Hurry up and get here 2014!

I’m not sure I know where to start: it has been a while. I think I have forgotten how to think, type and construct sentences so bear with me reader: if I still have any…

Ramblings, Spoken, Rara and Panda, to name but a few, I have missed sharing your ramblings (Rambly’s ramblings- nice!) and posting my own. I have forgotten how to write, but I remember that there is a lovely community on here: if it was a thing in the real world, this blogosphere, I imagine it would be a rather bohemian cafe,  lined with books of every kind. Oooo, can I have waiters on skates delivering delicious cakes and cups of tea? I’d like a comfy seat in the corner please, where I can watch all the comings and goings of you beautiful people unobtrusively. It really has been 6 months or more since I posted: a really stressful time in which work took over my life and my health started to deteriorate. During this time, I let go, one by one, of all the things which made me, me, including writing, and become a sort of robot, shuffling through the days fizzing with stress, holding on to just enough energy to come home and be a mum. It doesn’t help that I am an all or nothing sort of person: if I can’t blog daily, I lose impetus; if I get a job which is overwhelmingly difficult, I throw myself into it determined to conquer until I fall flat on my back.

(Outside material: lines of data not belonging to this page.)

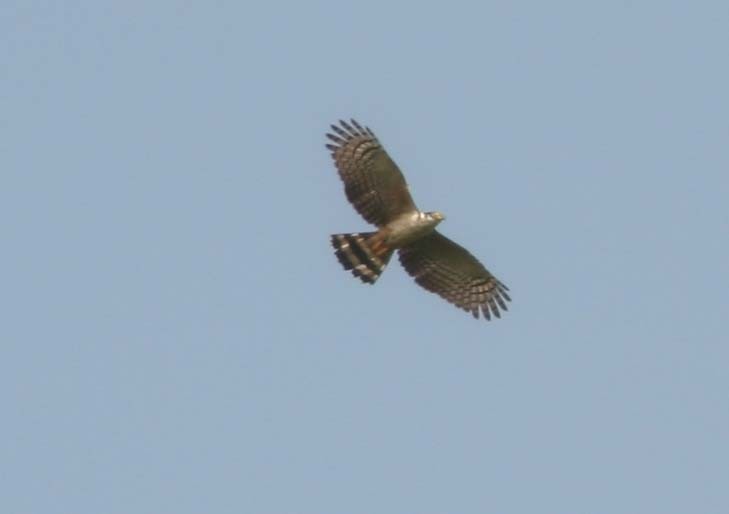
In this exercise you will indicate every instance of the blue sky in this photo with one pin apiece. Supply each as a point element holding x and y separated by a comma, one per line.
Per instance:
<point>178,336</point>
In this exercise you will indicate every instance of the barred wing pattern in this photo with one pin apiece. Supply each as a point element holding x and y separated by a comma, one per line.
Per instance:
<point>372,181</point>
<point>449,270</point>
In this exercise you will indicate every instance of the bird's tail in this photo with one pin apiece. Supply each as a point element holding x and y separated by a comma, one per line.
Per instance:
<point>366,255</point>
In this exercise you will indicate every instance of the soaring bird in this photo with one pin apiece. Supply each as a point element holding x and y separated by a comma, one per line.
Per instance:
<point>376,188</point>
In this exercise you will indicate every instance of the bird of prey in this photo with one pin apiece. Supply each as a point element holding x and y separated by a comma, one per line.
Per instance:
<point>376,188</point>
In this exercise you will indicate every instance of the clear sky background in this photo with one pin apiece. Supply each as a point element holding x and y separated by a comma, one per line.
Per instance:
<point>177,336</point>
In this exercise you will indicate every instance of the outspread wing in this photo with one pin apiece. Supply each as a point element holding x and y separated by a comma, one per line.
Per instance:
<point>449,270</point>
<point>372,181</point>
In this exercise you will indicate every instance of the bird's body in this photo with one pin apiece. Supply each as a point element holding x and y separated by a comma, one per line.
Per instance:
<point>377,189</point>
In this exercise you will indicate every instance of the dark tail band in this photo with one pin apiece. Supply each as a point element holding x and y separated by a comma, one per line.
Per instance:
<point>363,254</point>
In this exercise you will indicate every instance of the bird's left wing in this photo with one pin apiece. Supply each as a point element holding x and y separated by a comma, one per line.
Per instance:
<point>449,270</point>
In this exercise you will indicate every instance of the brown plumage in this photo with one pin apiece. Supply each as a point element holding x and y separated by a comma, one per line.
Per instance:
<point>377,189</point>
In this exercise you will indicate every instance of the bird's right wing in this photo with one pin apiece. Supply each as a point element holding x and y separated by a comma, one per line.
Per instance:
<point>372,181</point>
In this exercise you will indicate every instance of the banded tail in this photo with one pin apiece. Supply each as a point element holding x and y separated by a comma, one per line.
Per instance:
<point>365,254</point>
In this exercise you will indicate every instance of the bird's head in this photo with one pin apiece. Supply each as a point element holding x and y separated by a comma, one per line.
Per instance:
<point>436,216</point>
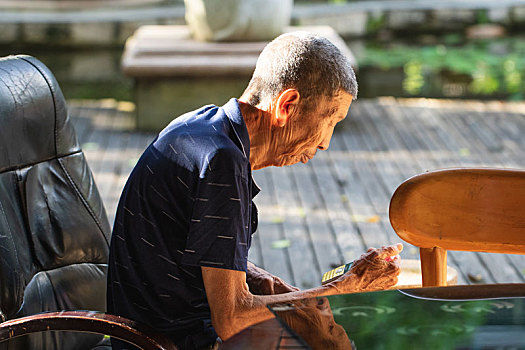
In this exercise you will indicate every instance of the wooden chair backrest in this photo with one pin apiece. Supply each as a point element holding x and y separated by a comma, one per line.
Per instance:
<point>473,209</point>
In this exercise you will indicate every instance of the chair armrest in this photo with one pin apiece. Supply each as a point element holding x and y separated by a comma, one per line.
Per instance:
<point>90,322</point>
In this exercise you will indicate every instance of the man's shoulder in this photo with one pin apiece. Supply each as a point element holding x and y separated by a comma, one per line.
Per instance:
<point>202,139</point>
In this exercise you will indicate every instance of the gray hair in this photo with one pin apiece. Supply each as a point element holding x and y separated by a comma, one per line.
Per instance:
<point>304,61</point>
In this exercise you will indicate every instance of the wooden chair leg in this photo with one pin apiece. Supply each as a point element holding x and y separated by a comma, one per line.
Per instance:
<point>433,266</point>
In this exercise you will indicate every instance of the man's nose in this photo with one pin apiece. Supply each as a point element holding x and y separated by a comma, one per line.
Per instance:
<point>325,143</point>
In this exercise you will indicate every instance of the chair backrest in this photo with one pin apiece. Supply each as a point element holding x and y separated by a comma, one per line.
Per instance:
<point>472,209</point>
<point>54,232</point>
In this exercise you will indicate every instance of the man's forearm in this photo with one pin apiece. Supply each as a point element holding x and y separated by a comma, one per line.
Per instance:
<point>251,309</point>
<point>262,282</point>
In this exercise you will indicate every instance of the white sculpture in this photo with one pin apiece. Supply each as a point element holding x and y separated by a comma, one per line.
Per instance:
<point>237,20</point>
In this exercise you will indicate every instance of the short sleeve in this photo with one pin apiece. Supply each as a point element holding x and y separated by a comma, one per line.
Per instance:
<point>220,234</point>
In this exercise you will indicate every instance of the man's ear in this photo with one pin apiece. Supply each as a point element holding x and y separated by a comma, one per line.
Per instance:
<point>286,106</point>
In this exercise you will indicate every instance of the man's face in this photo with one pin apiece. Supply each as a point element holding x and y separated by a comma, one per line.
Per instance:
<point>311,130</point>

However, all that is about to change- fingers crossed- I found a new job, which I start in Jan of 2014. It promises to be much less stressful and I am determined to start as I mean to go on, by being good enough at it, and letting myself grow into the role slowly, instead of throwing myself into it with an unsustainable gusto. I am also going to start blogging again and accepting that I won’t be able to do it every day, so once a week or fortnight is enough! I’m learning you see….

So, Happy Christmas to all: I look forward to catching up with your year and sharing some of the year to come albeit in bite sized chunks. It’s good to be back.